The climb from Radium is grueling. The road is as wide as a highway and almost like pavement, but you can see ahead of your for a long while and know you’ll be cranking in your granny gear for the next half hour just to reach that bend in the road. The surroundings are impressive: from Inspiration Point you can see the Colorado way below and the RR line snaking along the wall of Gore Canyon. I was passed by tons of buses and vans from rafting companies that operate out of Kremmling and was surprised by how heavy the recreational use was on a Wednesday.

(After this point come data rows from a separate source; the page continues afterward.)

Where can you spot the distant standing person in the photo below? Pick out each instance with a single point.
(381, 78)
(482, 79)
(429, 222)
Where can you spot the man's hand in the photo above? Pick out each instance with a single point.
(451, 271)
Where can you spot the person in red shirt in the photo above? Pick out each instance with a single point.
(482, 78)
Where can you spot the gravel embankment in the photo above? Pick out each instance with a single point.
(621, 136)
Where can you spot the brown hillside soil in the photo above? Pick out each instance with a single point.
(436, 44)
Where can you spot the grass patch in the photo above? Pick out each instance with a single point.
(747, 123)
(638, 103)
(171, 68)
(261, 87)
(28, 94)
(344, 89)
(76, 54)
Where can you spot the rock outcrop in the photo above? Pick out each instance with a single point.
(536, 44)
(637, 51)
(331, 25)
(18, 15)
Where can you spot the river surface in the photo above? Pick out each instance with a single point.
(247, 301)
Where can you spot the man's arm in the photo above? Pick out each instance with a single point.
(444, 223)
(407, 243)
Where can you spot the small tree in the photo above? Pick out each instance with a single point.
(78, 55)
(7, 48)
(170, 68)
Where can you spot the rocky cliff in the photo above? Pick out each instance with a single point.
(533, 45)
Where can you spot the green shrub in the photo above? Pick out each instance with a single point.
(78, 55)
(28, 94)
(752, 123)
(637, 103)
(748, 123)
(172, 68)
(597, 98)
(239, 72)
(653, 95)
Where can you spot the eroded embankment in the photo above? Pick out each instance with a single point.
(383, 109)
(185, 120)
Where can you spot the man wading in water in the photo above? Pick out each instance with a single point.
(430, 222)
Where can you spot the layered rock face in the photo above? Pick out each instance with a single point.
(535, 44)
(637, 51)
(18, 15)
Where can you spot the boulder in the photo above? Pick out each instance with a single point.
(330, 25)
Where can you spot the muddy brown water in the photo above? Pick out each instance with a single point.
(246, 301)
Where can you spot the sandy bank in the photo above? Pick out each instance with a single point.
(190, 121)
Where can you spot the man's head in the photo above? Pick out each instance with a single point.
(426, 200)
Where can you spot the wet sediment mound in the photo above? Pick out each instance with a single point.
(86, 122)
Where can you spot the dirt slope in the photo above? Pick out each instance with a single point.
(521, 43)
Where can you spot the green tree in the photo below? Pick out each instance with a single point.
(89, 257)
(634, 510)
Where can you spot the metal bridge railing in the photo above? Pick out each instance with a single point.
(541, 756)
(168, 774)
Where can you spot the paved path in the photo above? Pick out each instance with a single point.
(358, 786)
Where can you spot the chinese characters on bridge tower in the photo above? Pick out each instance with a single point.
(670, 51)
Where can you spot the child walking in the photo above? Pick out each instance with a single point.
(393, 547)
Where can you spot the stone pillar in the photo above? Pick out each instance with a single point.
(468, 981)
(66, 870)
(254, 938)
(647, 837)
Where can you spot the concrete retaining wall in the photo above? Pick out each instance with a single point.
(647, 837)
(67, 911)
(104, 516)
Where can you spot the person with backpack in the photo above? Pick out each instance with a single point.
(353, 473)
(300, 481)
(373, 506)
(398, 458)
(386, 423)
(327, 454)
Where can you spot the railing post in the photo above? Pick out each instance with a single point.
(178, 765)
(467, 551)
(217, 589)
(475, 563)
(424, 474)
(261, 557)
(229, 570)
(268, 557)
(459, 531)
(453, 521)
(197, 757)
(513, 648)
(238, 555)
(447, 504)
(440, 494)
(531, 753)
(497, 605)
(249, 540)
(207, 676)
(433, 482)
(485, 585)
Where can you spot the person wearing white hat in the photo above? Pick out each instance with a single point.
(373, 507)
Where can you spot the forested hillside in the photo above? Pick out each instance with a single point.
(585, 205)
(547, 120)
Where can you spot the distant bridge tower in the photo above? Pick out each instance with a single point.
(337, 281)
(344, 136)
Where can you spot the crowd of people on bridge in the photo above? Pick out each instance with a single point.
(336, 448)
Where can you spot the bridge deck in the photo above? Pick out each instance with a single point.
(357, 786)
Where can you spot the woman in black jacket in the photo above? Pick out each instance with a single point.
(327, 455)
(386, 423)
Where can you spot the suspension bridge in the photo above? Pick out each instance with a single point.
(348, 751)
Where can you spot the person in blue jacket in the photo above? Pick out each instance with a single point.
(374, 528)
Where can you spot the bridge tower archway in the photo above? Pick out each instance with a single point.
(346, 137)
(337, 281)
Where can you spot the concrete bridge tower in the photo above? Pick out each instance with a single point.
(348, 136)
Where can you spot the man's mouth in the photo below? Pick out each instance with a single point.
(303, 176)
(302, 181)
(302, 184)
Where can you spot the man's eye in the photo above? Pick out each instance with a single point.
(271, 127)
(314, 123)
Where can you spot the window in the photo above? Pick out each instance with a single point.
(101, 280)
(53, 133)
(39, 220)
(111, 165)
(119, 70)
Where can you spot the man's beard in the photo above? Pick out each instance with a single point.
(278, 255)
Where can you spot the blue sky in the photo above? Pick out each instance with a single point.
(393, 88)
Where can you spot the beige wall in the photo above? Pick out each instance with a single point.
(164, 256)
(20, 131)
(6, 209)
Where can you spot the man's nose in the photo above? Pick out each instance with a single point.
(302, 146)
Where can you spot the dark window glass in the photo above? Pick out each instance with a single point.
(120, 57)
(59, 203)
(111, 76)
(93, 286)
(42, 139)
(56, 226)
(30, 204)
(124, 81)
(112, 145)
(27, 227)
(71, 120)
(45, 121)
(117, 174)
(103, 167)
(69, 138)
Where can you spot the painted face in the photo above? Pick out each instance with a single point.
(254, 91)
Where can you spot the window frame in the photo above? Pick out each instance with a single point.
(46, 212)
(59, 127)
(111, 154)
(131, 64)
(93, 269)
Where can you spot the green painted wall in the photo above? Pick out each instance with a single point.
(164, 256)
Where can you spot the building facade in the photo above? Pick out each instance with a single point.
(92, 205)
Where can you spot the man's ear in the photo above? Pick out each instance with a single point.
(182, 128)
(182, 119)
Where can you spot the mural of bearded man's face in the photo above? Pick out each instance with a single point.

After cresting a watershed divide, the last 8 miles to Kremmling were mostly–but not totally–downhill. The prospect of a shower and some non-camping food had succeeded in motivating me to do more than 40 miles through the toughest terrain I’ve seen yet.

I found a cheap hotel/hostel here in town and put away a heroic amount of food at the saloon across the street: 1/2 pound cheese burger with bacon, plus fries, salad, a chocolate sundae dessert, and a couple beers. I really needed that. While riding/camping it can be a challenge to consume enough food.

I’m now in the Moose Cafe in Kremmling, finishing up breakfast and getting ready to head off. Tonight I’ll be camping and tomorrow I’ll roll into Silverthorne, where I’ll stay in a motel Friday night and meet Ginette on Saturday morning. I’m definitely feeling full after that breakfast: the pancakes had the circumference of a volley ball.